Bolstering such a civilian force is part of the military's shift away from gun battles with insurgents to political warfare, thus mirroring communist tactics. Mr. Ramos enlisted NAD to roll back popular support for the Communist Party of the Philippines (CPP).
Ramos described the relationship between the military and NAD as ``synergistic.''
Many NAD leaders, themselves former communist party members, have recently joined Army officers in giving anti-communist lectures to villagers.
NAD leaders see their purpose as countering communist propaganda, helping the government eradicate that movement, and monitoring the spending of government money on projects in rebel-infested areas. Many members have asked the military for weapons, partly to protect themselves from communist guerrilla attacks.
One new anti-communist tactic is organizing ``anti-rallies,'' or street protests to counter leftist demonstrations. NAD also plans to provide ``intelligence'' on the guerrillas.
``Too many Filipinos support the communists without really understanding communism,'' says NAD chairman Cerge Remonde. He says he changed his first name from Serge ``because it sounded Russian.''
NAD receives part of its money from large businesses which use the anti-communist leaders to counter strikes led by the nation's most radical union federation, the May 1st Movement. The May 1st Movement has been described as a communist front by the founder of the CPP, Jose Sison.
NAD includes the country's strongest anti-communist vigilante group, Alsa Masa (which means ``masses' uprising''), in the southern city of Davao. Alsa Masa has been permitted to be armed by the military even though it faces accusations of committing human rights violations. Such vigilante groups became popular after the 1986 ouster of President Ferdinand Marcos and the decline of the CPP.
Other NAD groups, some with religious backing, include the Red-Alert Christian Ministry, Catholic Action to Love the Communists, and People's Alliance against Communism. Members often refer to themselves as ``crusaders.''
Some of the groups are openly anti-Aquino or anti-Catholic in this largely Catholic country.

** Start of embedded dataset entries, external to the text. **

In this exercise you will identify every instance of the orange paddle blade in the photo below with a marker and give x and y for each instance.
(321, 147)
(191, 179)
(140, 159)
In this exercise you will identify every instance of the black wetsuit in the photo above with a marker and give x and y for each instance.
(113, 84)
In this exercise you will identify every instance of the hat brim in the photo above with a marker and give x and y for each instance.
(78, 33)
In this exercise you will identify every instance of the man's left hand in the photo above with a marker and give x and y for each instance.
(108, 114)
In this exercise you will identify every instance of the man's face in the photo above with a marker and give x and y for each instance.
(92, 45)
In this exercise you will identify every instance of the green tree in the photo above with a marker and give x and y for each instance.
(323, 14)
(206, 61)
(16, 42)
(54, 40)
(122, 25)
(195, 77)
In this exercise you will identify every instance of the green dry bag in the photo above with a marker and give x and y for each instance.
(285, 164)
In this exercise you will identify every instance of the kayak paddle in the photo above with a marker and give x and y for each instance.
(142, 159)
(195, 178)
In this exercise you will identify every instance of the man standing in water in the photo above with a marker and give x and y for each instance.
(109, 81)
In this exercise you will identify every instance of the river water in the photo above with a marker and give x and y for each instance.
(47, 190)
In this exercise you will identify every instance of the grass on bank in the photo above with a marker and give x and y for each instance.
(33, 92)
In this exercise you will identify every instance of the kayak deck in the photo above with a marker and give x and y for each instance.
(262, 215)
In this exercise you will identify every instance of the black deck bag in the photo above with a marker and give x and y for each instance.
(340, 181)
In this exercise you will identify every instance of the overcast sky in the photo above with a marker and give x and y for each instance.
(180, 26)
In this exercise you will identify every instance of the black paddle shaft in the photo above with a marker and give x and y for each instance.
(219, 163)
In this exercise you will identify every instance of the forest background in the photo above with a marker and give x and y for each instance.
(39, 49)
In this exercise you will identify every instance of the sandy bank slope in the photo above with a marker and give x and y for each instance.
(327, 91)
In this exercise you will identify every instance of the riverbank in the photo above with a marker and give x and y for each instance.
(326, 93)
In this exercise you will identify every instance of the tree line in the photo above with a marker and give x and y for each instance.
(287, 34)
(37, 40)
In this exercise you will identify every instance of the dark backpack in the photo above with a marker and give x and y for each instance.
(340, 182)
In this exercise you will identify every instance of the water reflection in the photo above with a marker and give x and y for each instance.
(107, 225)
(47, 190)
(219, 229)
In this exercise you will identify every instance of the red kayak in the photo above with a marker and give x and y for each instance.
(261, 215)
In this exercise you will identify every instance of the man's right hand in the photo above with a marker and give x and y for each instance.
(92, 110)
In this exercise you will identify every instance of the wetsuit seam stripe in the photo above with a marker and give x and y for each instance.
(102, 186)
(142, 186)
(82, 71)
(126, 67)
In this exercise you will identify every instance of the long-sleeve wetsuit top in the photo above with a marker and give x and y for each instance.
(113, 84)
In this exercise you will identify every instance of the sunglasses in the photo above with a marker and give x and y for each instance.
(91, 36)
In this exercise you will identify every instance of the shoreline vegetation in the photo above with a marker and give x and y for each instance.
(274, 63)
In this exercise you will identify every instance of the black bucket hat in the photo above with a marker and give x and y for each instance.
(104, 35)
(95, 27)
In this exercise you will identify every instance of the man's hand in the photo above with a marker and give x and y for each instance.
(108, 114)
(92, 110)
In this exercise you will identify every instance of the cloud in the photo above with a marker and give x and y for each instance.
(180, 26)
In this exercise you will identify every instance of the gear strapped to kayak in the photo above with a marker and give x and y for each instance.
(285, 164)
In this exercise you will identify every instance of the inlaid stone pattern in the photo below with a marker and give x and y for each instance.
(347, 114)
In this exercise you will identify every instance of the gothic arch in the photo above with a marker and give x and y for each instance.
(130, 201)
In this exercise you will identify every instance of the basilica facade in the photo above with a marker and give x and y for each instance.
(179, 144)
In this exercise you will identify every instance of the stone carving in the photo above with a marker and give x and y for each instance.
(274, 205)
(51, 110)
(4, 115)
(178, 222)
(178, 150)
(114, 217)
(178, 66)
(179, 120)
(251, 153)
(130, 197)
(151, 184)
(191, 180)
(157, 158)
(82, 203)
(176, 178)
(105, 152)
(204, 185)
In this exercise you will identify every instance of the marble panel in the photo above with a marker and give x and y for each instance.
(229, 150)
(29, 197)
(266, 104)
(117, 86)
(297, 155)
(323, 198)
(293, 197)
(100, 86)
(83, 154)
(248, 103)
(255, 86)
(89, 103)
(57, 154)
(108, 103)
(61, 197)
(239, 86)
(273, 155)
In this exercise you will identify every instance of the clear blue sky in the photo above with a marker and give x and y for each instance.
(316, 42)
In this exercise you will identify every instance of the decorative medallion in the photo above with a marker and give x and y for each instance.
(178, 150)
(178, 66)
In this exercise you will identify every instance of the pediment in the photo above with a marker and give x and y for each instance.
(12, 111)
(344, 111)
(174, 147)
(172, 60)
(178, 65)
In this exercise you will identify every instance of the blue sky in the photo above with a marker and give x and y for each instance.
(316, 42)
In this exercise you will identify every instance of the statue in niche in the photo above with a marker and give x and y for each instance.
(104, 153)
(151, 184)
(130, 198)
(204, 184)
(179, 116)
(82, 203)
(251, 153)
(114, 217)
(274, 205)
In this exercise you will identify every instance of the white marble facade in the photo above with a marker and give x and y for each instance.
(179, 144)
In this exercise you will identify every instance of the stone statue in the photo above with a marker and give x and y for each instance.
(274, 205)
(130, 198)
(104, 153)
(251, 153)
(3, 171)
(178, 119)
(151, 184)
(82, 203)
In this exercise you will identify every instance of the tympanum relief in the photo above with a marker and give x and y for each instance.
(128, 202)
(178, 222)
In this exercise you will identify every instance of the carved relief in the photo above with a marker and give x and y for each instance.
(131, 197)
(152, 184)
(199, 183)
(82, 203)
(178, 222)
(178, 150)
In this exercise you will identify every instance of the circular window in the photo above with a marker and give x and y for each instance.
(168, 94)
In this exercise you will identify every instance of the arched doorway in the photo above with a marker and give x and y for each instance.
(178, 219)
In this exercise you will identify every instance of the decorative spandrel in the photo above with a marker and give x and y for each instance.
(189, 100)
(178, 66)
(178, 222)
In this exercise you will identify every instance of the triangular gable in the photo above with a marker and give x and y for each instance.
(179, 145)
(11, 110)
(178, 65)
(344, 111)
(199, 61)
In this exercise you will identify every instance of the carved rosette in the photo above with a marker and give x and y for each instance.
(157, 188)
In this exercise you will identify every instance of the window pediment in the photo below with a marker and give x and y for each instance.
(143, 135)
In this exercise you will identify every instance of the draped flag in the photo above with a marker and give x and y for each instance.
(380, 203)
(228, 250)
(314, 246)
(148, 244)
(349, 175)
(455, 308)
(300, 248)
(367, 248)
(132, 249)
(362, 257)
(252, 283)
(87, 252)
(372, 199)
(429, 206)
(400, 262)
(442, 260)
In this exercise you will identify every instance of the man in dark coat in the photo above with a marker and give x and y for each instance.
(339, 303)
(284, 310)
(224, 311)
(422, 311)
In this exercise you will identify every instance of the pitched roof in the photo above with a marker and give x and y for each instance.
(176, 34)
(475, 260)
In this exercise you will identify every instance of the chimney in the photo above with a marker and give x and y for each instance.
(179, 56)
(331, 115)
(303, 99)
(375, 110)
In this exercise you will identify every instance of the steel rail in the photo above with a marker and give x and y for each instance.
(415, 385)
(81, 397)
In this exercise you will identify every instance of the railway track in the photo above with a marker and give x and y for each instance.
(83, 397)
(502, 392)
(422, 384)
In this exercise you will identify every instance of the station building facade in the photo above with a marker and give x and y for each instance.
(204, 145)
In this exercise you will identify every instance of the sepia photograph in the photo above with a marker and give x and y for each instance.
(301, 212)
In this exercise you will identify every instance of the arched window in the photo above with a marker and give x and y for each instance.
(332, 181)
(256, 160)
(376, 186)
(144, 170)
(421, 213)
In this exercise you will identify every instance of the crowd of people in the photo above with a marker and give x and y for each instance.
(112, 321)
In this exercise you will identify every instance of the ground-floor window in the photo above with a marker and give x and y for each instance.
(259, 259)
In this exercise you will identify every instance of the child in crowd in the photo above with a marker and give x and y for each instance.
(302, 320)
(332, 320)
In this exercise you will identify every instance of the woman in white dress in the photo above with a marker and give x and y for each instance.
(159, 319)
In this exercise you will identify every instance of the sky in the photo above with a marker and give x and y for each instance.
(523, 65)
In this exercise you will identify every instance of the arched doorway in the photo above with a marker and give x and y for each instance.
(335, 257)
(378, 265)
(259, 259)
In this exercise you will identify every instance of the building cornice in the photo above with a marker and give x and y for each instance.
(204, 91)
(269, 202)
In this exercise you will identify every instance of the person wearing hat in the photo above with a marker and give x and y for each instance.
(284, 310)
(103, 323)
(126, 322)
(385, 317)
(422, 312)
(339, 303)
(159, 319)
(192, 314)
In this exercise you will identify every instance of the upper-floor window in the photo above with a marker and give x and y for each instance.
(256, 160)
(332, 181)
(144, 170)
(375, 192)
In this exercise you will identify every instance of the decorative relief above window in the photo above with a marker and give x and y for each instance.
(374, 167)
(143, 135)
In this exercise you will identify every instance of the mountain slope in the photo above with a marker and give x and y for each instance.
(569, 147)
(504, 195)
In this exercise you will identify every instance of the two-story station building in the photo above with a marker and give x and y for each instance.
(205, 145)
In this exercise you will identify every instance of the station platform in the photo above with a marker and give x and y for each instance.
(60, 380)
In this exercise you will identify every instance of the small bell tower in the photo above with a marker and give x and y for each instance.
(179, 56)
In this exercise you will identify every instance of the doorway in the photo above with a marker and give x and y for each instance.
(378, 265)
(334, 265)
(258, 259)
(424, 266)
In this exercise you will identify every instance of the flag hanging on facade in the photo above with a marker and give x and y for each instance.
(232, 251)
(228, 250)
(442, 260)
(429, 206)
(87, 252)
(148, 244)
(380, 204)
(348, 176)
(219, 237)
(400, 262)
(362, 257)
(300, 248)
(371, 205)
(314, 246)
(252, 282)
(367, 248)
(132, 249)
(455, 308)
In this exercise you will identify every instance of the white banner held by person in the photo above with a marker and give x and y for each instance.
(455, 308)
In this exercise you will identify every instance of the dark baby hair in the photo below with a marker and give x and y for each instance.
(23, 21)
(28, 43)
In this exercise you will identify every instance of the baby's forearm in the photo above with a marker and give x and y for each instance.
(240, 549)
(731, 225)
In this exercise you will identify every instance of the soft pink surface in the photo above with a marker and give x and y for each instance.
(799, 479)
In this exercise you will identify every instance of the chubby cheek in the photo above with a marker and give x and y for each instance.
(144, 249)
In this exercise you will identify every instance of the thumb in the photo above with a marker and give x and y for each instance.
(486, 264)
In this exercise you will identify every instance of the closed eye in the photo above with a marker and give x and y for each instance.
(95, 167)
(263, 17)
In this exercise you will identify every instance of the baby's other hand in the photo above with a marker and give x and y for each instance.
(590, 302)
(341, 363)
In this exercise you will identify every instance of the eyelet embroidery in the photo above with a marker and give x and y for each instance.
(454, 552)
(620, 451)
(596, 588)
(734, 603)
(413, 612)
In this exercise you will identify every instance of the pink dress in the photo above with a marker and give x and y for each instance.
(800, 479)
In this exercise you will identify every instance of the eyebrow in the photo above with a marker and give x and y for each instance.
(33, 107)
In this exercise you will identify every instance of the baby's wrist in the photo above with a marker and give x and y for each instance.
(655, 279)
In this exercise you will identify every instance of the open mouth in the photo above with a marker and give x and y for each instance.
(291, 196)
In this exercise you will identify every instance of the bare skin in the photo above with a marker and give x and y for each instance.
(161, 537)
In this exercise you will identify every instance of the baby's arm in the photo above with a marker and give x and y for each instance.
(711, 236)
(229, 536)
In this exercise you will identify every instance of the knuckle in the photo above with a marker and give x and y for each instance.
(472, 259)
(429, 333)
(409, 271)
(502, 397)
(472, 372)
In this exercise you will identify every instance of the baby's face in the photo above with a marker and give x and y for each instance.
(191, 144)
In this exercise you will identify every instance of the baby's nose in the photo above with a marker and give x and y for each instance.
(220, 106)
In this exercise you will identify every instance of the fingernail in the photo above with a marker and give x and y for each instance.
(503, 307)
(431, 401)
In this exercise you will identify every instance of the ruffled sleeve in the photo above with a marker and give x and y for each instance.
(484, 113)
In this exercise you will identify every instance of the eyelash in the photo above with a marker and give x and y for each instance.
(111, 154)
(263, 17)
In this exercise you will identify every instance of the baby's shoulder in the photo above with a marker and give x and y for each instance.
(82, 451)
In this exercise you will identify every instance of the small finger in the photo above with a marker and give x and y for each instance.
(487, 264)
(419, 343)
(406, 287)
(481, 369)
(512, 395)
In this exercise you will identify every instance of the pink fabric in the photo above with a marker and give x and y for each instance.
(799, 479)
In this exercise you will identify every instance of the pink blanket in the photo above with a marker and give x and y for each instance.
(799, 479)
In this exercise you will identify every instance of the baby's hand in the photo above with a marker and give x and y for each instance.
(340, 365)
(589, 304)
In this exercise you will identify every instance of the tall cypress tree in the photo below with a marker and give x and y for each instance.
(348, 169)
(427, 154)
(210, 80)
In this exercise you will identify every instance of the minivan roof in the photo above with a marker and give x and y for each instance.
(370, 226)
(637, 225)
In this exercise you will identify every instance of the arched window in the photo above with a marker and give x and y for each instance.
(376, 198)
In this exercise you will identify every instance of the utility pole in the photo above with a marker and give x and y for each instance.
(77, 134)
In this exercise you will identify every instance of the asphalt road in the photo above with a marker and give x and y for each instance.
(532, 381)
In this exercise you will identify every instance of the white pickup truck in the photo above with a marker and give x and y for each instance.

A Communist Party document last July admitted that ``a number of the people may be lured into joining the ``counterinsurgency.''
NAD leaders claim the group has several million members among the 57 million Filipinos.
The alliance's member groups have the potential to be used by politicians. A number of anti-Aquino politicians have tried to use an anti-communist theme to rally support, but so far have failed as President Aquino herself becomes more hardline anti-communist.
Ramos, a former military chief of staff and a hero of the revolt against Marcos, was introduced at NAD's congress ``as the next president of the Philippines.''
``You have to show the rest of the country that the citizens can be organized,'' Ramos told NAD.
``This is the worst time to be a communist rebel,'' the defense secretary added.